My Personal Philosophy: If all the little basic stuff isn't correct, you can throw all sorts of expensive parts at a car all day long and it still won't run!
By the way, my wife is watching me type this, and she agrees with YOUR wife. She thinks we're all screwed in the head. I take it by your name that you're German too... My wife says to tell your wife "You can always tell a German... but you can't tell him much" Hope all this helps!
Bis Spaeter...

hans@bendcable.com Tue May 20, 2003 2:24 pm

Thanks everyone. I did get the go-ahead on a timing light and a new CHT sensor. To cover some of the earlier questions: don't know what a push rod misadjustment would be other than off of the lifter cup, yes I did hone the cylinders, I'm sure that the offset of the rings is correct, no smoke at start-up or on acceleration, valves have been adjusted trying 1 - 1.5 - and 2 turns past touchdown on the valve spring, I did check the cat. and it didn't seem to have any clogs.

The timing is off for sure. I don't see how it couldn't be. The second mechanic advanced the timing to adjust for what he thought was an incorrect throttle body. I did notice before that the throttle is not hitting the little switch that is supposed to enrich the mixture for full throttle even when the pedal is floored. I'll deal with that ASAP.

I tried driving the bus without the O2 sensor (although I did not tape the connector), and there was no difference while driving, but the idle was different and a little rough when it was disconnected.

So, I bought a timing light (very basic) at Wal-Mart yesterday and tried to adjust the timing. I failed. I know where TDC is on the pulley by pointing the distributor to cylinder #1 and then aligning the set of three lines in the pulley with a point at exactly 90 degrees clockwise.

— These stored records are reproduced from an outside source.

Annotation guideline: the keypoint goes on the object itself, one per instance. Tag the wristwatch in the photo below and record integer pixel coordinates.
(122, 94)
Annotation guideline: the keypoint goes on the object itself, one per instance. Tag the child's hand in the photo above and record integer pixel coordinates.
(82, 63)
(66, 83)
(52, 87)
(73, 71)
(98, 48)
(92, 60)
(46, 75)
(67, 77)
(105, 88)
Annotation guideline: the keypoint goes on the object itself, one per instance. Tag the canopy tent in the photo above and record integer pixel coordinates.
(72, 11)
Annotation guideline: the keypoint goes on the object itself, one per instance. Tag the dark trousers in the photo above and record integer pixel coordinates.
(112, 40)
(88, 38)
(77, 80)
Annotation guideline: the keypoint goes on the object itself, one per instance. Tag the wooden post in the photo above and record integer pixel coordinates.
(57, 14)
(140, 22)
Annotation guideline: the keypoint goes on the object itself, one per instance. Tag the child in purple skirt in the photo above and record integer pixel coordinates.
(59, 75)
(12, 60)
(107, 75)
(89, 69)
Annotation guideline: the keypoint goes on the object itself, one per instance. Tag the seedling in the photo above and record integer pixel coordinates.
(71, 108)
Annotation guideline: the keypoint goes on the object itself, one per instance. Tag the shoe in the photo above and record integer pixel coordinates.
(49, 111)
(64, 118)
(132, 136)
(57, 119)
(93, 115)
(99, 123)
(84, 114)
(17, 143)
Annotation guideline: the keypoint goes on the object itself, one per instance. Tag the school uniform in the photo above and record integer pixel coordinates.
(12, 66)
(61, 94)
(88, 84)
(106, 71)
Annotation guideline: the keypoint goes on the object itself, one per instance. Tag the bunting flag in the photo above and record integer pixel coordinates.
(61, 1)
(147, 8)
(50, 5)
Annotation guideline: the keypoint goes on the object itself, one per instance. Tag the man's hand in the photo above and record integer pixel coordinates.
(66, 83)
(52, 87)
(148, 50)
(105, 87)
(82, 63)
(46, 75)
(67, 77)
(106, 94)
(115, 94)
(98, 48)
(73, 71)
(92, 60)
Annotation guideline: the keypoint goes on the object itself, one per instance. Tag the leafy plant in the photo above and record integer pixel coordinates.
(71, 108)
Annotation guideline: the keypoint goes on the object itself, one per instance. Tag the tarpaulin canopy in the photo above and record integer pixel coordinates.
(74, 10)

I have a degree indicator mounted, but it begins at 0 degrees and runs counter-clockwise to just before 270 degrees. I don't see a mark in this area on the pulley to use with a timing light. I can't just mark any spot because I know that it is not set correctly. I've never done this before and I felt really confused by it. I looked in my books and they explained the process briefly but not well enough for me to fully understand. Can anyone help me with this? Also, are there other things that I NEED to do this like a tach or dwell meter?

Thanks,

Hans

Tram Tue May 20, 2003 9:57 pm

Hans: If you look at the timing mark like it's the big hand on a clock face, when the light flashes it sould be around 10: 30 or 11: 00. Sounds like you have a strange scale on your engine. I'd get an OE one from the dealer or a junkyard. If you have a white scale with black numbers there should be a red dot which is where you align the notch on the crankshaft pulley, (vacuum hoses to the distributor disconnected and plugged.) If you have a black plastic scale, there should be a dot stamped into it. Move the distributor clockwise to retard, and anti clockwise to advance. Then you time it to the dot just like the red dot on the white scale. Idle speed should be 750- 900 RPM. Don't forget to fix the throttle.

koho60 Wed May 21, 2003 2:39 pm

Hans:

I got a engine analyzer that has a tach and a dwell.

JEFFRO

hans@bendcable.com Wed May 21, 2003 2:41 pm

I bought a tach/dwell meter. There were a lot of other fancy gadgets that were very tempting too. It will be nice once I have an arsenal of diagnostic tools at my disposal.

Hans

koho60 Wed May 21, 2003 2:43 pm

Hans:

Also I can get my points right on without the dwell when there new. But if there old I use the dwell. Just a thought!

JEFFRO

hans@bendcable.com Wed May 21, 2003 5:20 pm

Okay...I checked dwell first and I'm at about 1/2 of the degrees than spec. Spec. is 44-50 and I'm at about 22 degrees.

I'm going to look for some info on what I need to do to fix the dwell before moving on to the timing. BTW I did find the timing mark. Thanks for the help with that.